Face chip detectors/croppers

Before performing the face embedding step required for facial recognition, we need to extract rotated, non-aspect ratio preserving scaled images of an exact square size, since this is the type of data the embedders are trained on.

There are currently two major approaches to extracting face chips: those based on dlib's pipeline and those based on OpenPose skeletons. Typically the latter is recommended if you are planning on extracting these skeleton keypoints at any point, since it is faster and allows the faces to be associated with tracked skeletons.


The dlib based face chip extractor first runs a face detector and then as show in the pipelines overview

The following modes are available:

Mode name Face detector Face keypoint model
dlib-hog-face5 HOG 5-point
dlib-hog-face68 HOG 68-point
dlib-cnn-face5 CNN 5-point
dlib-cnn-face68 CNN 68-point

The CNN detector is slower than the HOG detector, but can be GPU accelerated. The 5 point face keypoint model is slightly faster than the 68 keypoint model. Both keypoint models run on the CPU only.
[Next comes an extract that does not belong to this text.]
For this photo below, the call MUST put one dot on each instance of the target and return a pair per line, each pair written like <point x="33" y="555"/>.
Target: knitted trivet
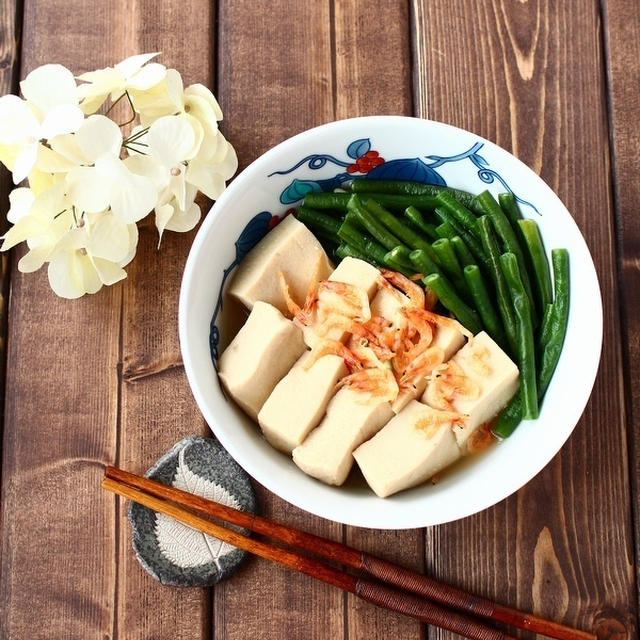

The OpenPose based face chip extractor uses keypoints detected by OpenPose. If your keypoint model (see meet the pose estimators for a list of keypoint models includes the face, you can use the 68 keypoint model, otherwise you can use the 3 keypoint model which uses only the face keypoints from BODY_25.

Mode name Face keypoint model
openpose-face3 3-point
openpose-face68 68-point